I personally would suggest getting a well known ULA-C allocation assigned to IANA, then use <prefix>::<protocol assignment>:1 <prefix>::<protocol assignment>:2 and <prefix>::<protocol assignment>:3, where <protocol assignment> could be "0035" for DNS, and "007b" for NTP, and if you're feeling adventurous you could use "0019" for outgoing SMTP relay.
IMHO non-hex-converted port numbers works cleanly ... ?
I thought ULA-C was dead... Did someone resurrect this unfortunate bad idea?
Anything is dead until someone uses it. I was thinking FD00 just to have symmetry with anyone using ULAs today, so FC00::/8 could be outright blocked ... ? FC may make sense as they are, de facto, registered ...
... Heck, start a registry (@IANA) and add in FD00::101, etc. ... Maybe reserve FD00::/96 for this type of "ULA port-based anycast allocation". (16bits would only reach 9999 w/o hex-conversion (if hex-converted could reserve FD00::/112 ... But would be less obvious))
Thinking further, if simply based on port#s wouldn't even need a registry.

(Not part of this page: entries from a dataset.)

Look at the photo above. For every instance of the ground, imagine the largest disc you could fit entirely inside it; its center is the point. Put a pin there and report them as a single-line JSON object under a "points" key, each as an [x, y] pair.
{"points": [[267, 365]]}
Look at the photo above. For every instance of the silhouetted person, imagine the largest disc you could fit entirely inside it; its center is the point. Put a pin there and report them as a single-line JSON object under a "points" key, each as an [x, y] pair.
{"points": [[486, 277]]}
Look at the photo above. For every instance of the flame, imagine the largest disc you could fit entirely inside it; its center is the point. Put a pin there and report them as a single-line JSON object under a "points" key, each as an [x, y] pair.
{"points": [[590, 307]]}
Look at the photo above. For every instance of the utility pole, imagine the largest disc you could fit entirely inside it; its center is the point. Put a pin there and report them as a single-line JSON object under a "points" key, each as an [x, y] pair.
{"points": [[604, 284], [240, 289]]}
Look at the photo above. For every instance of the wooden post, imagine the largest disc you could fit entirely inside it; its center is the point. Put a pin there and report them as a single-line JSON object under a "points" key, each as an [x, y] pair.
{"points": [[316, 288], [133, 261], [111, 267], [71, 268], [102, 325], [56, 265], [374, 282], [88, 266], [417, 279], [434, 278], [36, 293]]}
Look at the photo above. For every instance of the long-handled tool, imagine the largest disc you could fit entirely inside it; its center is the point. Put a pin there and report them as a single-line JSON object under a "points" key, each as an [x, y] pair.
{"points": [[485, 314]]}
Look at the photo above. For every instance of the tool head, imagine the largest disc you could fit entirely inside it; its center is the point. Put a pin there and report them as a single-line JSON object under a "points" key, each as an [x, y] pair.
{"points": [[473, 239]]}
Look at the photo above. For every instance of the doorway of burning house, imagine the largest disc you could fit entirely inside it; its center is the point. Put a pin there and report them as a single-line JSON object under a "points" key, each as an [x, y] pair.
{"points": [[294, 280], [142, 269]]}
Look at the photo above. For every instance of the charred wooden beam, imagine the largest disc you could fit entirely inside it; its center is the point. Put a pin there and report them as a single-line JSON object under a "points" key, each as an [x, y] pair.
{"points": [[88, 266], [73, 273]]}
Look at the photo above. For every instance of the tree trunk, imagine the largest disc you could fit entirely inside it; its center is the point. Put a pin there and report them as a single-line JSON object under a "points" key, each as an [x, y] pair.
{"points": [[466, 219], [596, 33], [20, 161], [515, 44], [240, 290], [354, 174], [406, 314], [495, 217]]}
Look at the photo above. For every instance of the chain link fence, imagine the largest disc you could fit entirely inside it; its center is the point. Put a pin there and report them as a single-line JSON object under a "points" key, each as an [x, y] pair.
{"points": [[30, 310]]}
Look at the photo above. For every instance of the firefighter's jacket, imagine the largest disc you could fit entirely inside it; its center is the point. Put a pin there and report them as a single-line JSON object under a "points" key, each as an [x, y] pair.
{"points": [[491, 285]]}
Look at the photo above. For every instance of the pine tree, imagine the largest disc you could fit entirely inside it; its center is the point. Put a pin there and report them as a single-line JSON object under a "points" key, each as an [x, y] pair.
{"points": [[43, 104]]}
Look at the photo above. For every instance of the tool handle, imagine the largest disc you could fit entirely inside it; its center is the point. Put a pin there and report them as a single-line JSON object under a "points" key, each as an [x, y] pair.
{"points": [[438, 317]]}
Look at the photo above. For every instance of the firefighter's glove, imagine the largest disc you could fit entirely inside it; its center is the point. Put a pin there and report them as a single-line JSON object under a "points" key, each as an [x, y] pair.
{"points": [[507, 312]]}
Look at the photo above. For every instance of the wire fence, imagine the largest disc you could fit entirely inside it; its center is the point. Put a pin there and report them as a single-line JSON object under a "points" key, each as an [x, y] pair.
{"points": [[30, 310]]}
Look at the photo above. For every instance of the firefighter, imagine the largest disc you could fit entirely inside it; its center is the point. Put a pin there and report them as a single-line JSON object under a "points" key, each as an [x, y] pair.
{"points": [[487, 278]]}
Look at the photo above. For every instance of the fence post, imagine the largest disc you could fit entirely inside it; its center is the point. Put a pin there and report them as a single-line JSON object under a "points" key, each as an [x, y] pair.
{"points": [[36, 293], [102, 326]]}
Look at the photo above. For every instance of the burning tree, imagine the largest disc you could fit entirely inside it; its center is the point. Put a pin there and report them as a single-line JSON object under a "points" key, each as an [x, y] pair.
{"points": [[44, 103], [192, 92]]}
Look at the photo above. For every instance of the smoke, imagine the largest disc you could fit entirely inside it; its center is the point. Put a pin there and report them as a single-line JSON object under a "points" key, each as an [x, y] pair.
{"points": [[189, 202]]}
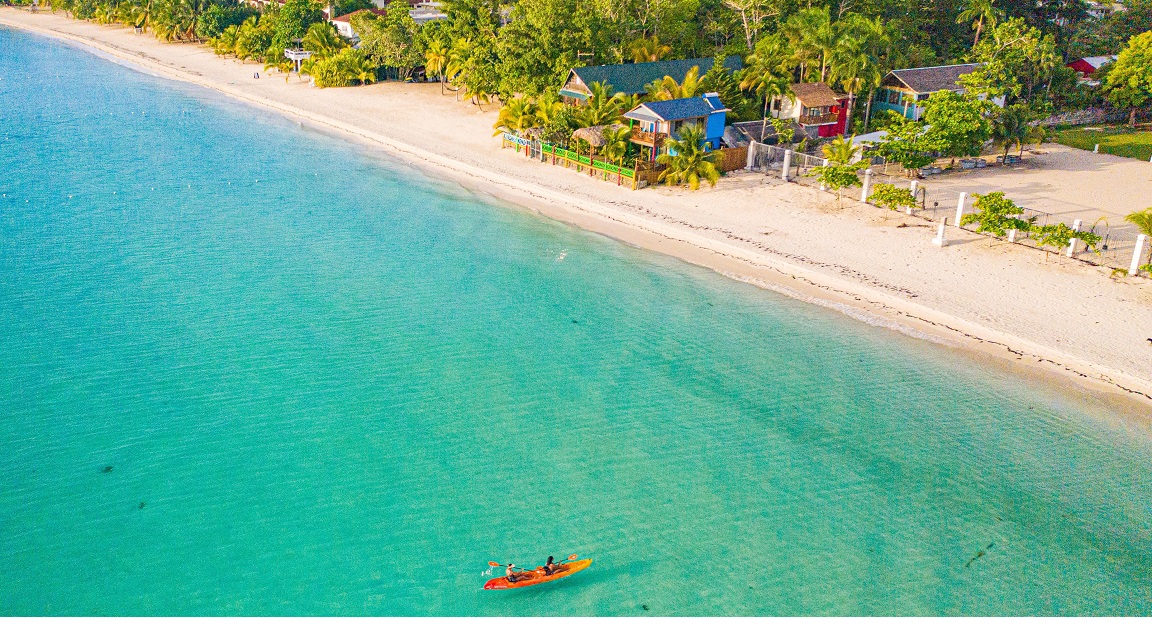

Unless it was decided to implement the multiple-addresses-per-function mentioned above, then perhaps useful.
Easily identified, not globally routable, can be pre-programmed in implementations/applications ... ? Exactly, seems easy, straight forward, robust, reliable and allows for things like fate sharing and fail over. Why pull this out of ULA? Why not pull it out of 0000/16 or one of the other reserved prefixes?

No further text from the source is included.